День после ночи
Шрифт:
– Мы тут неделями торчим, а этих только привезли – и до свиданья? Что за безобразие! А за нас кто заступится? Где все эти героические евреи, которые нас якобы спасают?
– А кто вообще сказал, что эти иракцы – евреи? Видали, какие они черные? Они больше похожи на Хассана и Абдуллу, чем на Моисея и Самуила.
– Нет, вы только послушайте этого поца. Может, ты им в штаны заглянешь? У самого-то все в порядке? Говорят, физруки тут шпионов ищут. Не тебя, часом?
– Идиот! На кого мне тут шпионить? Пошевели мозгами!
– Как вы не понимаете? Если
– То есть как это «какие»? Может, евреи воровать не умеют?
– К словам не цепляйся!
– А я говорю, ишув знает, что делает.
Зора мысленно придумывала блестящие ответы на их глупости и втайне потешалась над их манерой разговаривать, не слыша друг друга. «Это мой народ, – думала она. – Скандальные и надутые, как торговцы рыбой. Или как ученые-талмудисты».
Ее поразило, что, пока мужчины безостановочно болтали, женщины, сбившись в небольшие группки, молча ели, словно домашние животные. «Даже такая героиня, как Шендл, редко открывает рот в смешанной компании. Да и я не лучше».
Внезапно все споры прекратились. Вошли четверо заключенных из запертого барака, сопровождаемые четырьмя вооруженными охранниками.
Арестанты казались оживленными и с любопытством изучали лица сидящих за столами. А вот конвоиры явно нервничали.
– Побыстрее, – проворчал один из солдат, указывая на накрытый для них отдельный стол. Появилась Тирца с подносом, накрытым салфеткой, которую солдат немедленно сорвал.
– Бисквиты, – презрительно сказала она по-английски и тихонько добавила на иврите: – Мудак.
Комната взорвалась хохотом и эхом «мудака». Поляки позади Зоры начали состязаться в знании еврейских ругательств.
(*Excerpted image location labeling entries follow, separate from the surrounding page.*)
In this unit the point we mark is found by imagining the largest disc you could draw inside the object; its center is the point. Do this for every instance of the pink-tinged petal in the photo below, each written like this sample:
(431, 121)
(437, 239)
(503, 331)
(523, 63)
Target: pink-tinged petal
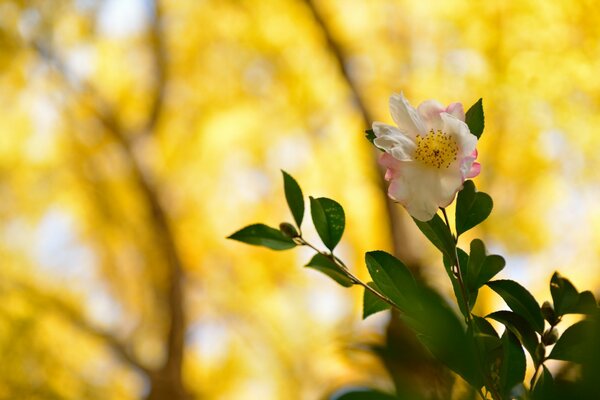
(456, 110)
(474, 171)
(411, 188)
(405, 116)
(461, 133)
(391, 140)
(450, 182)
(429, 111)
(391, 164)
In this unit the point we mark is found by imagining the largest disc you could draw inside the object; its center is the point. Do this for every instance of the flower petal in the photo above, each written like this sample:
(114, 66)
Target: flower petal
(412, 187)
(393, 141)
(474, 171)
(429, 111)
(450, 182)
(460, 131)
(456, 110)
(405, 116)
(393, 166)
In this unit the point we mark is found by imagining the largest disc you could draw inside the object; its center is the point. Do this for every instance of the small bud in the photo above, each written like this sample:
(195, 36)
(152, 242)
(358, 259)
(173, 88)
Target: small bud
(288, 230)
(549, 314)
(540, 351)
(550, 337)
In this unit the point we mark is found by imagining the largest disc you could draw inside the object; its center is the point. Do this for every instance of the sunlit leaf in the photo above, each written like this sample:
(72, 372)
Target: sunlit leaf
(263, 235)
(438, 234)
(475, 119)
(520, 301)
(293, 195)
(543, 388)
(472, 207)
(325, 265)
(567, 300)
(573, 344)
(371, 303)
(329, 220)
(513, 367)
(362, 394)
(393, 279)
(519, 327)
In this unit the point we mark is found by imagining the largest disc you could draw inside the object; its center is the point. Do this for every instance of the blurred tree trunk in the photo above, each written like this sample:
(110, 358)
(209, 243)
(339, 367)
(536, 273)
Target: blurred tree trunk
(165, 380)
(411, 367)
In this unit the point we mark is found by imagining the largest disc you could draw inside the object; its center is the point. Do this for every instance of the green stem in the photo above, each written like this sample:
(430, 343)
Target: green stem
(458, 271)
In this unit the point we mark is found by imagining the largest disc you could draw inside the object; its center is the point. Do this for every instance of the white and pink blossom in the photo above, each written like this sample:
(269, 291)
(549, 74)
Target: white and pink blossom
(428, 155)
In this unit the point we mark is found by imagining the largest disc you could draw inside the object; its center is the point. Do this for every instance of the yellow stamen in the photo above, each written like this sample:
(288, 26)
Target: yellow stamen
(436, 149)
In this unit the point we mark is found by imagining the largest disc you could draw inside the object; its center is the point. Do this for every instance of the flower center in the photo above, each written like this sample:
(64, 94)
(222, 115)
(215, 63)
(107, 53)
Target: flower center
(436, 149)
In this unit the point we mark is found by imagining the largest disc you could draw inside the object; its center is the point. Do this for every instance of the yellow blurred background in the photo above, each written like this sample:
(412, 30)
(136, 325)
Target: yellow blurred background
(135, 135)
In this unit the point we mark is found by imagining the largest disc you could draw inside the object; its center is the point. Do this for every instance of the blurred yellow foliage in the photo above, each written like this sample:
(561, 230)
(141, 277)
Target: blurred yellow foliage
(136, 135)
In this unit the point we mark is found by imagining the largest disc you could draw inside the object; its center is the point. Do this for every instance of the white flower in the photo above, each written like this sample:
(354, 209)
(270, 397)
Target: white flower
(428, 155)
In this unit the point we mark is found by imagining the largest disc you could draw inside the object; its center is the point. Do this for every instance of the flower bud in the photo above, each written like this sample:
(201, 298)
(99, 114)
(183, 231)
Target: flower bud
(540, 351)
(550, 336)
(549, 314)
(288, 230)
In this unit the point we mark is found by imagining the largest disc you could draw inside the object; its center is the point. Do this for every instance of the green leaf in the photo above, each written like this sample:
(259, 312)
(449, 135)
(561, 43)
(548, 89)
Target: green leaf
(363, 394)
(477, 255)
(520, 301)
(483, 326)
(471, 294)
(586, 304)
(574, 344)
(472, 207)
(513, 367)
(370, 135)
(564, 294)
(325, 265)
(329, 220)
(482, 267)
(438, 234)
(371, 303)
(491, 266)
(293, 195)
(393, 279)
(567, 300)
(263, 235)
(474, 118)
(543, 388)
(441, 331)
(519, 327)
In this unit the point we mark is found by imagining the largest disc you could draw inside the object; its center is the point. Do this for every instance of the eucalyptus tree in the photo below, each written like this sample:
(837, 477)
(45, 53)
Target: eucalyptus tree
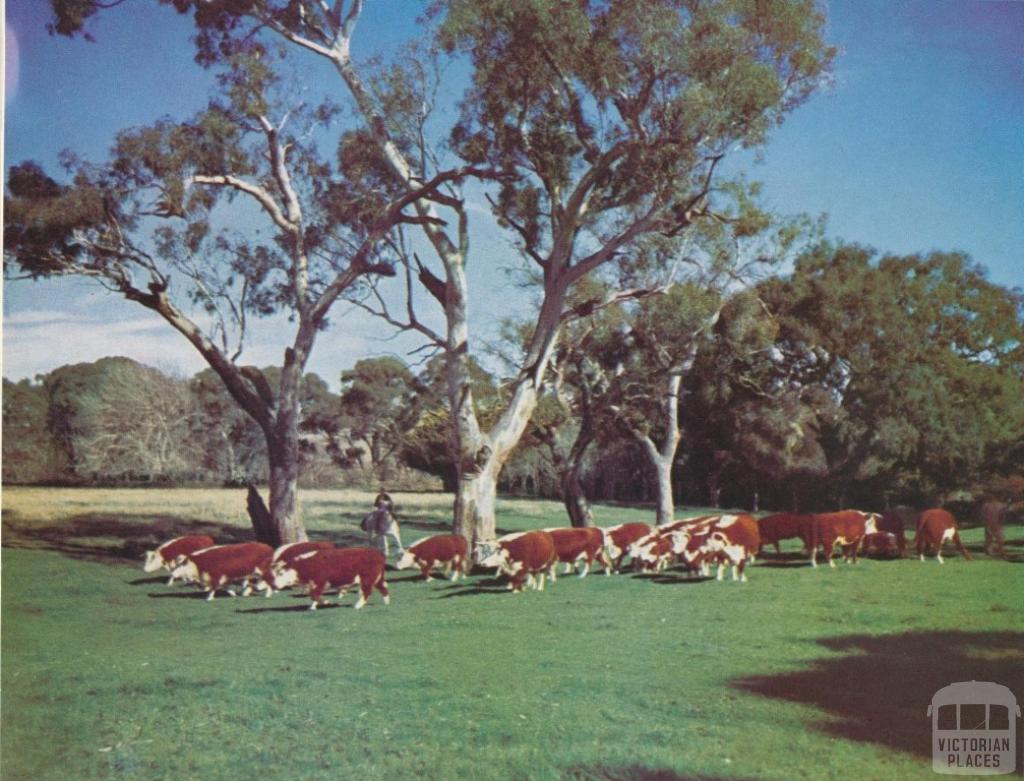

После того как арестантов увели, все сели и в помещении воцарилась тишина – совсем как в театре, когда публика застывает в ожидании подъема занавеса перед началом второго акта. Спустя несколько минут люди вернулись к еде и разговорам, а затем, закончив есть, начали не спеша выходить на улицу.
Зора хотела переговорить с Шендл, но та так ни разу не присела за все время обеда, поэтому Зоре пришлось проскользнуть к ней на кухню.
– Объясни мне, что происходит, – сказала Зора. – Я чувствую, что над моей головой скоро гром грянет.
– Просто у тебя воображение разыгралось, – ответила Шендл. – Все нервничают из-за того, что так много вооруженных охранников.
– Врать ты не умеешь, – заметила Зора.
– Мне больше нечего сказать.
– Даже в глаза посмотреть не можешь.
– Давай потом, – отрезала Шендл.
Снаружи донеслись сердитые крики, и девушки бросились на улицу. Человек двадцать окружили плотным кольцом Ури, Боба и Францека. После каждого слова Францек тыкал Ури пальцем в грудь:
– Мы требуем, чтобы вы освободили нас раньше всех.
– Слушайте, братцы, потерпите еще чуть-чуть. Я обещаю, вы все будете свободными гражданами Эрец-Исраэль. – Ури попытался отодвинуться от Францекова пальца, но сзади напирала толпа.
–
Мы тебе не дети, – запальчиво выкрикнул Францек, – и ты нам не начальник. Понял, козел?Ури перестал улыбаться. Молниеносным движением он заломил Францеку руку, швырнул его на землю и наступил ботинком на горло. А еще через мгновение на него накинулись арестанты. Боб хотел было броситься за помощью, но был схвачен и полетел на землю лицом вниз.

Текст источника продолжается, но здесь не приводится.